PMCID: PMC4516534  PMID: 20196787

Abstract

Obese women have an increased risk for post-menopausal breast cancer. The physiological mechanism by which obesity contributes to breast tumourigenesis is not understood. We previously showed that HCCR-1 oncogene contributes to breast tumourigenesis as a negative regulator of p53 and detection of HCCR-1 serological level was useful for the diagnosis of breast cancer. In this study, we found that the HCCR-1 level is elevated in breast cancer tissues and cell lines compared to normal breast tissues. We identified apolipoprotein E (ApoE) interacting with HCCR-1. Our data show that HCCR-1 inhibits anti-proliferative effect of ApoE, which was mediated by diminishing ApoE secretion of breast cancer cells. Finally, HCCR-1 induced the severe obesity in transgenic mice. Those obese mice showed severe hyperlipidaemia. In conclusion, our results suggest that HCCR-1 might play a role in the breast tumourigenesis while the overexpression of HCCR-1 induces the obesity probably by inhibiting the cholesterol-lowering effect of ApoE. Therefore, HCCR-1 seems to provide the molecular link between the obesity and the breast cancer risk.
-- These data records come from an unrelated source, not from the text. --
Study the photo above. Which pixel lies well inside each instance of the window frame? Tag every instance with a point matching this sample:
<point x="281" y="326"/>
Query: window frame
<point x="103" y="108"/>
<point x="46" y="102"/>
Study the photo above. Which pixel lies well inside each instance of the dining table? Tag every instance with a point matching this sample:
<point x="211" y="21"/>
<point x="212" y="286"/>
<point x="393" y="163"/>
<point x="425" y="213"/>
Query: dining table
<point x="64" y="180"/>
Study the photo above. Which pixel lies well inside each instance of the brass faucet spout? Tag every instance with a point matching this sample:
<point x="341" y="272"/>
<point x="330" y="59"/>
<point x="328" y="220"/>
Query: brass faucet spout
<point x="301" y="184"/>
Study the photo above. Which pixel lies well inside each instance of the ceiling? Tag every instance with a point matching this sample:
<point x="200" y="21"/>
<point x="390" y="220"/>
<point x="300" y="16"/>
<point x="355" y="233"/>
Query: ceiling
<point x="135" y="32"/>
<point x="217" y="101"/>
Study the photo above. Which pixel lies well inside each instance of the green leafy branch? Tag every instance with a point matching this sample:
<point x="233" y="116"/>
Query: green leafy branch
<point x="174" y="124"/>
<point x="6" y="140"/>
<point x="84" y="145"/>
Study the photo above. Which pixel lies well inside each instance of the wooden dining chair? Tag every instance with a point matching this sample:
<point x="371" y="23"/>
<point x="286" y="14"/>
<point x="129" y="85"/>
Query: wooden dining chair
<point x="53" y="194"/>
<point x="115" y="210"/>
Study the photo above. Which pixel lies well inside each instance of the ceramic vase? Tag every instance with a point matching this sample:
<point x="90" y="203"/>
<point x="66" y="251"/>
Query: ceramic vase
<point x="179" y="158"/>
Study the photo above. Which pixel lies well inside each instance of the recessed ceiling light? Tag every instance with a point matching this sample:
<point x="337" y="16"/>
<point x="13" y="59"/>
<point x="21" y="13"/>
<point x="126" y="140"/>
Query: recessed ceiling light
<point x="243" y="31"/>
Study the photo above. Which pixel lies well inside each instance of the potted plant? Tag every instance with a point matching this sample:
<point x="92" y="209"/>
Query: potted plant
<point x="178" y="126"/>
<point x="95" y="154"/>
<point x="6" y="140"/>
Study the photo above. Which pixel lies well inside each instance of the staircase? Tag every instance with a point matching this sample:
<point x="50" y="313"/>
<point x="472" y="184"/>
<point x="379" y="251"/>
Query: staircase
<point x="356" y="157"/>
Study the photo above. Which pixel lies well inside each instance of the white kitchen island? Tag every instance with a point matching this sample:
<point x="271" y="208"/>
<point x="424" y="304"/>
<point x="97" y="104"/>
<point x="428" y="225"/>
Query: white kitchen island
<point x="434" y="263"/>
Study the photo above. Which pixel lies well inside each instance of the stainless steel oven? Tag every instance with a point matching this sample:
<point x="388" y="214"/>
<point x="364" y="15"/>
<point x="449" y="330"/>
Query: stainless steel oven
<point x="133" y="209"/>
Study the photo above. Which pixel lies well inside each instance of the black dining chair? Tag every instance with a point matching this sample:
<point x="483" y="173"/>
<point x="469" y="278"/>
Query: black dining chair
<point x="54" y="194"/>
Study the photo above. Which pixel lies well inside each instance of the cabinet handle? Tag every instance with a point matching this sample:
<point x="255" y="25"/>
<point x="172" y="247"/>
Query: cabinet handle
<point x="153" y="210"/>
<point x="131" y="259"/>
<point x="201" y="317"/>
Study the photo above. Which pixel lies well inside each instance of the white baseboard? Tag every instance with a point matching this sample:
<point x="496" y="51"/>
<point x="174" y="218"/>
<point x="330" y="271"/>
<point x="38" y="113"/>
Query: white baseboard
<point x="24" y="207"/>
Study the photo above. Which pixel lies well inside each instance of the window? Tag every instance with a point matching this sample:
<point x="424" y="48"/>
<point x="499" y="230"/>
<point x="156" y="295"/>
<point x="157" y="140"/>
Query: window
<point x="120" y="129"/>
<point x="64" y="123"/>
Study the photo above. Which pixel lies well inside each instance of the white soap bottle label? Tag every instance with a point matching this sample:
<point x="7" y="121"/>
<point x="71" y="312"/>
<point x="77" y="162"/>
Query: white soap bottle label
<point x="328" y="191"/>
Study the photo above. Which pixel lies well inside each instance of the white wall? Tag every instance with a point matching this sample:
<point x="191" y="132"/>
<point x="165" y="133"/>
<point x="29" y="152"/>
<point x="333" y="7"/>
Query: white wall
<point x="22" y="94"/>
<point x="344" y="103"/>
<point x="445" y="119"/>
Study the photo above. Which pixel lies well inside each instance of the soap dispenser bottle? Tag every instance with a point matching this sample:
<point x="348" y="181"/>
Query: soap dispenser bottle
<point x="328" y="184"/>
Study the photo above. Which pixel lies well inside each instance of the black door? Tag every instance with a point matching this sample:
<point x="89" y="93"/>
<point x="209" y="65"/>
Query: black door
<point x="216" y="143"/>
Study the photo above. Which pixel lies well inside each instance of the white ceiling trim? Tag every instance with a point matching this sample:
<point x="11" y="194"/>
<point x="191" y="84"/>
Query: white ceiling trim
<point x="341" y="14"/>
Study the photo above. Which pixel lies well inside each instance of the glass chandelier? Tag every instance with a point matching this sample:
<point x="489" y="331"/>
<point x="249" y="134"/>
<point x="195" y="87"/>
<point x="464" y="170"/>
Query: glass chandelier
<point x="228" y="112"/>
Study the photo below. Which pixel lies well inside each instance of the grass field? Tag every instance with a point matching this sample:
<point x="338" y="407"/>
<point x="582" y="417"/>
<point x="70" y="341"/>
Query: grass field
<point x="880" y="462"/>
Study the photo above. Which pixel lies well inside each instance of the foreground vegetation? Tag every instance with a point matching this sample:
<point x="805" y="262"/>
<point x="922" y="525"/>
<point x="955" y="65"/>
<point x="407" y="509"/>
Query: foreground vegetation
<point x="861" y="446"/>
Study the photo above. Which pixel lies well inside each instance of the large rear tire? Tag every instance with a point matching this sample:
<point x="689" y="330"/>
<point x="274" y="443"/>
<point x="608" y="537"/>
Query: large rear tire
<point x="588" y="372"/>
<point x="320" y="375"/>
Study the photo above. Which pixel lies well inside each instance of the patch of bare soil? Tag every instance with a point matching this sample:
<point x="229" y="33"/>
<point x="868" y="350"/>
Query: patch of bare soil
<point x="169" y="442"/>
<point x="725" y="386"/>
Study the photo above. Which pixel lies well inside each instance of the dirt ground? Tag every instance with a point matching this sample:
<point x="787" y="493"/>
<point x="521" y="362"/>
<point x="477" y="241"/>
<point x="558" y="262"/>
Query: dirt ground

Keywords: breast cancer, obesity, HCCR-1 oncogene, apolipoprotein E

Introduction

Cells expressing HCCR-1 are tumourigenic in nude mice [1]. The functional role of HCCR-1 oncogene in tumourigenesis is manifested as a negative regulator of the p53 tumour suppressor [1]. Previous study showed that the HCCR-1 is overexpressed in breast cancer cell lines compared to the normal cells [2]. Serological studies revealed 86.8% sensitivity for HCCR-1 in breast cancer, which was higher than 21.0% for CA15–3 [2, 3]. The HCCR-1 assay has an advantage over CA15–3 in diagnosing breast cancer. These results indicate that HCCR-1 is an oncoprotein that is related to breast cancer development [1, 2]. The HCCR-1 signalling is known to be regulated by the phosphatidylinositol 3’-kinase–AKT pathway [4].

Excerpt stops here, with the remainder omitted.